What is the value of knowledge that is not applied? Is there any use of theoretical wisdom if it is not put to practice? The logical answer to these questions seems to be that there is not too much value in the mere acquisition of data. Yet, people seem to be addicted to the consumption of information. For theory junkies information comes first. Implementing what they have learned is an entirely different subject that is more often than not neglected. Knowledge is power. Most people know that. At least, everybody keeps repeating the phrase like a mantra. Knowledge, however, does not simply appear out of nothingness. One needs information or real-life experience for knowledge to manifest. In most cases, it is easier to acquire information from the experts in their fields than acquiring it through trial and error.

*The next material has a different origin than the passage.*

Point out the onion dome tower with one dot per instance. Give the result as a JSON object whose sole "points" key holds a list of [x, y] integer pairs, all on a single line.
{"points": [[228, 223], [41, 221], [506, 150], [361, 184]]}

In fact, it can be really tempting to listen to the vast and exciting knowledge of all the experts out there. After all, we strive to continuously improve ourselves, so what could be better than learning from the best of the best?
I owe my success to having listened respectfully to the very best advice, and then going away and doing the exact opposite.
Gilbert K. Chesterton
It feels good to be informed about this and to be prepared for that. A little too good, if you ask me. As a consequence of this, people have become addicted to information. They read one book after another, article after article. They consume whatever video, podcast or workshop might be relevant in their present situation.
This in itself is not the problem. In fact, it is great that people are curious and informed. The problem starts whenever we do not apply what we consider to be relevant. Once we regard the information as pure entertainment we step into a vicious circle.
Stop the “Theory Junking”
If you don’t truly apply what you read, then why are you reading it at all?
I have asked myself this question many times. The answer made me realize that—in the area of personal growth—theory that is not put to practice has absolutely no value.
What is worse is the self-deception that comes with being a theory junkie. There is a sense of accomplishment that makes you feel really good. You are excited that you have found relevant information that inspires you. Just by processing this information you already feel a lot more qualified to tackle the problem. You are now stronger, smarter and a lot wiser than before.
In reality, nothing has changed. You’re still the same person, facing the same old problems like before.
At this stage, I was always confronted with two options. Either I wrote down what I had learned and gave my very best to implement it. Or I wrote a note about it or saved it as a bookmark, which is a recipe for failure.
If you are an information junkie something else will come along your path. Believe me. Something that seems even more effective. And if the problem is not daunting enough, one never spends another thought about putting the theory to practice. In fact, one already has learned about a dozen other issues that need to be addressed.
Less is more
The amount of information that you are able to process is secondary. What really matters is if you are able to find the right information that you can put into practice. Practicing and truly mastering the guidelines of one book is by far more effective than just reading about the different approaches that are described in 5, 10 or even 20 books.
If you find something that is relevant, stick to it. Digest it. Practice it.
Whether you’re able to make a change in your life depends a lot on your ability to be persistent. The information you uncover is a tool handcrafted for you. It lies in the nature of a tool that it needs to be applied in order to effect a change. Otherwise, it is just a fancy tool.
The person that collects tools just for the sake of having a shiny tool collection is not able to build anything that is of importance.
Relevance is King
Clever marketing works like this: first it grabs your attention, shows you that you have a big problem, then it offers you a fancy solution “for only $27.”
The same applies to information junking. There is far too much information out there that desperately tries to make you realize how many problems you have. Turn the situation around. Don’t be the one who seeks information for the sake of entertainment. Seek relevant solutions to your problems. If something is not relevant, think twice if you want to concern yourself with it. You most likely will end up with irrelevant information that is never applied.
Be a practitioner
It’s not enough to only have the mindset of a practitioner. You need to live it.
With everything you learn, you need to ask yourself if and how you can implement it in your life. Remember the last time something excited you so much that you took immediate action? This is the practical mindset that needs to be encouraged.
Whenever and wherever you discover relevant solutions, make sure that a pen and notepad is at hand. Take notes. Develop your own creative spin of that which is presented. Find and write down a strategy that details how you are going to implement what you have discovered.
But most important of all, make it a habit of executing the strategy.